Meaning of 2 minimum times of `@btime`

Benny · June 20, 2022, 3:46am

I know that <1ns @btime timings mean that the compiler hoisted the method call out of the benchmark loop completely, but it’s a consistent number ~0.034ns. What does that number mean, where does it come from?

julia> @btime 1+1
  0.034 ns (0 allocations: 0 bytes)
2

julia> @btime 1+1+1+1
  0.034 ns (0 allocations: 0 bytes)
4

There’s another consistent minimum timing ~1.508ns, this time if I interpolate the values so the benchmark is doing something. I can’t make any benchmark go lower than this.

julia> @btime $1+$1
  1.508 ns (0 allocations: 0 bytes)
2

julia> @btime $1+$1+$1+$1
  1.508 ns (0 allocations: 0 bytes)
4

At first I thought one of these might be a single cpu cycle, but I’m doing this on a 3.1 GHz processor, and if my Googling is right, a cpu cycle is the reciprocal of that, 0.323ns, nowhere close to either figure.
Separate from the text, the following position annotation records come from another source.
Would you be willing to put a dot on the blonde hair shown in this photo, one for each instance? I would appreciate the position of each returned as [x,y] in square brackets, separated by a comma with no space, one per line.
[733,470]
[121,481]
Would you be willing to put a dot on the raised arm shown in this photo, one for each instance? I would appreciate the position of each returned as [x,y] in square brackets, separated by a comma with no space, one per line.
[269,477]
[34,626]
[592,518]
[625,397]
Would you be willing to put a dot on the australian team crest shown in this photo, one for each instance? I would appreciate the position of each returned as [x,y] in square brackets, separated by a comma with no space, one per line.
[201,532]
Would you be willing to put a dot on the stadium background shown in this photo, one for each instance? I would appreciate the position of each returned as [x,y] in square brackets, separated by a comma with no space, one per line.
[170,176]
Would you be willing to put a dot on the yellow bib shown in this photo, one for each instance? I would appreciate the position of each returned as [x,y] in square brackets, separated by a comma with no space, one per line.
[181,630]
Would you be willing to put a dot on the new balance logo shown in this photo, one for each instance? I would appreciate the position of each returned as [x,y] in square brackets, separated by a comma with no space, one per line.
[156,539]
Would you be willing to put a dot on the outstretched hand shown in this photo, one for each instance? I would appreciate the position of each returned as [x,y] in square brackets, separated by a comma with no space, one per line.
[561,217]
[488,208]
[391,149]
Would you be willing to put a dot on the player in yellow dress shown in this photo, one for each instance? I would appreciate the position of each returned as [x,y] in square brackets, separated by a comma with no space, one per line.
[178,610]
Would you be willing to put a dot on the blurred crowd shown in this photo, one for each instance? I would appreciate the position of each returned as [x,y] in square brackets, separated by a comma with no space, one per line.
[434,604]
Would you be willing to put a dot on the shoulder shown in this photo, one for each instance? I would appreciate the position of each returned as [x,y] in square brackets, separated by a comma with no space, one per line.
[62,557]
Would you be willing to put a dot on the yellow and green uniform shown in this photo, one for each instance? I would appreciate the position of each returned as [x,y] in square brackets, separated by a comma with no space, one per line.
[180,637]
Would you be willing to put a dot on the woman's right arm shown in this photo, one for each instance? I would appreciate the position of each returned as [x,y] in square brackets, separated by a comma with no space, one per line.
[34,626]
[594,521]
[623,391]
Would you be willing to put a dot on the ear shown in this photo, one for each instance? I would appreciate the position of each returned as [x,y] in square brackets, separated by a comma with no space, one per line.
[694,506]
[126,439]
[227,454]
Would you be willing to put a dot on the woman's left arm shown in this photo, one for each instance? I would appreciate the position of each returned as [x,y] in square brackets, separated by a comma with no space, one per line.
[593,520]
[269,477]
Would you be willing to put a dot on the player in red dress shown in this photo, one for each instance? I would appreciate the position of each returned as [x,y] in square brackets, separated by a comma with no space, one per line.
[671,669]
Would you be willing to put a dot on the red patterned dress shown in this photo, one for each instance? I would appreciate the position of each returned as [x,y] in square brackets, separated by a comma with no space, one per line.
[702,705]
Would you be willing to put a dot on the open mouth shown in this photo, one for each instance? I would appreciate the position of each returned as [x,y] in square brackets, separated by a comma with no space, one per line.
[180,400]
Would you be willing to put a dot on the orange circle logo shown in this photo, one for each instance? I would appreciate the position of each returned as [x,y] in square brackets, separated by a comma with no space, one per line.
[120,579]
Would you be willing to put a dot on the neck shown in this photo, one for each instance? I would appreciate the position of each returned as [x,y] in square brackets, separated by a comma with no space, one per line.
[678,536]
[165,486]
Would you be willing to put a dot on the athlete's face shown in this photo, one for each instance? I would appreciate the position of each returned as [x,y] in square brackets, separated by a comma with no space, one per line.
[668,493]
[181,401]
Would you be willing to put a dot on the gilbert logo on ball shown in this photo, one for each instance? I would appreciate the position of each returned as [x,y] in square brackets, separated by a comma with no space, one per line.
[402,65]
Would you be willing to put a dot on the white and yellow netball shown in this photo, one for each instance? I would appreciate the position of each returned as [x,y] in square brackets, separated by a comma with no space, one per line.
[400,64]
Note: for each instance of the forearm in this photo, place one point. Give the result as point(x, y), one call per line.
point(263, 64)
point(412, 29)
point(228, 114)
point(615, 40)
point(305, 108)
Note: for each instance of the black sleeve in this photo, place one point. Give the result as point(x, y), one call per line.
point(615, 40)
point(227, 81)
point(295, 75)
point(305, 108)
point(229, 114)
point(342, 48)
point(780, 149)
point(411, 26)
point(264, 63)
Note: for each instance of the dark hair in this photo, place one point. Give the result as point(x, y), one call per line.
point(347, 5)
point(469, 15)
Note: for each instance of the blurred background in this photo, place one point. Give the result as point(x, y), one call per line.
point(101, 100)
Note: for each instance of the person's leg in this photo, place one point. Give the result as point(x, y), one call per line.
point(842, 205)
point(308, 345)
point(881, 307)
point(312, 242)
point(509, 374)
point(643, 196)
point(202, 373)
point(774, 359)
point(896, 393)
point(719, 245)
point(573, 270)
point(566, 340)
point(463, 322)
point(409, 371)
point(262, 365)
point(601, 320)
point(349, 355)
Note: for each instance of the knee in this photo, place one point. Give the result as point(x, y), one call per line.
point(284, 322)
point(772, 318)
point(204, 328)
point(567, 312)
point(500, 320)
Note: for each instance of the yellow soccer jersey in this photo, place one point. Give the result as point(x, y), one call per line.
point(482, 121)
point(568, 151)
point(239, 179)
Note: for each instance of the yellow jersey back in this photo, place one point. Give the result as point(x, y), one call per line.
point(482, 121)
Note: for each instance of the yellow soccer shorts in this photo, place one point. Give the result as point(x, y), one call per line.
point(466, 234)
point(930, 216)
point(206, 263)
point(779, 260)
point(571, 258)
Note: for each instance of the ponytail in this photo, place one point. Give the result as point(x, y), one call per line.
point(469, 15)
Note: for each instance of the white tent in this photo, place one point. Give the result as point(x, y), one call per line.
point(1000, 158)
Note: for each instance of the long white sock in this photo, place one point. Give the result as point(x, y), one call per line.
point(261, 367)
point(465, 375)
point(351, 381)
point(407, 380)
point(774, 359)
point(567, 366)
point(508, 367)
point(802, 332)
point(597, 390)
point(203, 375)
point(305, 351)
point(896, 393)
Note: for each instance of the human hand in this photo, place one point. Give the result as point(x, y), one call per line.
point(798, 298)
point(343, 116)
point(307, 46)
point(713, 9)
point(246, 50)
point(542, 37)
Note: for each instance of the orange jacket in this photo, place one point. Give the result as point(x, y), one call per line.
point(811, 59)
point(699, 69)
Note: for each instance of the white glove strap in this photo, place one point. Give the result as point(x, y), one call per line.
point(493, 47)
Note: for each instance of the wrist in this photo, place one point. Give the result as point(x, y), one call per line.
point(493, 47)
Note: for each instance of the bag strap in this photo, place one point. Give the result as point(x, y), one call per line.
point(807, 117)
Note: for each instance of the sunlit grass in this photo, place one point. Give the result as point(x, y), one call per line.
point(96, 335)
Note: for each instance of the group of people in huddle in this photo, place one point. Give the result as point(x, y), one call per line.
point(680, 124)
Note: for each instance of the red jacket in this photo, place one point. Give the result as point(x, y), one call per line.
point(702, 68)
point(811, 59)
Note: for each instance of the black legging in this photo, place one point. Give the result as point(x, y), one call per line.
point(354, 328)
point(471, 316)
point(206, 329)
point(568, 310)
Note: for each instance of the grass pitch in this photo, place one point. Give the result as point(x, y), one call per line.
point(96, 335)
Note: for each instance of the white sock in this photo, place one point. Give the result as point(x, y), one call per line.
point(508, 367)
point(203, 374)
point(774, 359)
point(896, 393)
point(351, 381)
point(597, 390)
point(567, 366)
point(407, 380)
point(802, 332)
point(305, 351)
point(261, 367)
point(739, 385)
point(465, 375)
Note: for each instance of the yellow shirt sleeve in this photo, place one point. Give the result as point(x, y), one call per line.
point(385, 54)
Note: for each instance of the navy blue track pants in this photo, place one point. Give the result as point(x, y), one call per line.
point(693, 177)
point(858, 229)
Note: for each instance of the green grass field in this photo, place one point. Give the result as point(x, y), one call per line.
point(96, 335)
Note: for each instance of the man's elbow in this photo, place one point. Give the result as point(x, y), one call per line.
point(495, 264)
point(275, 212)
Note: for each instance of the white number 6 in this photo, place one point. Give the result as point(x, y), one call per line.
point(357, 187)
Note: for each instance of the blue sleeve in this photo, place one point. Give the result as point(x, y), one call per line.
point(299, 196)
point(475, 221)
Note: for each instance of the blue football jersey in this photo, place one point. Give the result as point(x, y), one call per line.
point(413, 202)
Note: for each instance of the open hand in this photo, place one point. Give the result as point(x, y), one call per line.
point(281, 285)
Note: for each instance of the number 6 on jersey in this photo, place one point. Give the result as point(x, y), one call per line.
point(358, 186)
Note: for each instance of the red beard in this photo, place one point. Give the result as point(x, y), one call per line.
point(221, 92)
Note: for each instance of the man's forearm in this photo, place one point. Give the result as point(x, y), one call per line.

jling · June 20, 2022, 4:14am

julia> @code_native debuginfo=:none (1+1)
	.text
	.file	"+"
	.globl	"julia_+_847"                   # -- Begin function julia_+_847
	.p2align	4, 0x90
	.type	"julia_+_847",@function
"julia_+_847":                          # @"julia_+_847"
	.cfi_startproc
# %bb.0:                                # %top
	leaq	(%rdi,%rsi), %rax
	retq
.Lfunc_end0:
	.size	"julia_+_847", .Lfunc_end0-"julia_+_847"
	.cfi_endproc
                                        # -- End function
	.section	".note.GNU-stack","",@progbits

this doesn’t look like 1 cycle to me.

In general, O(ns) benchmarking is not meaningful / reliable, and also modern CPU has pipelines so “a single cycle / instruction” is not as clean-cut as you might think

Benny · June 20, 2022, 7:04am

But I would normally expect something unreliable to vary randomly. These are consistent 0.034ns and 1.508ns I’m seeing. I can accept that these are beyond the limits of timing precision and cannot mean anything close to “this is how long this method call took”, but they must come from somewhere.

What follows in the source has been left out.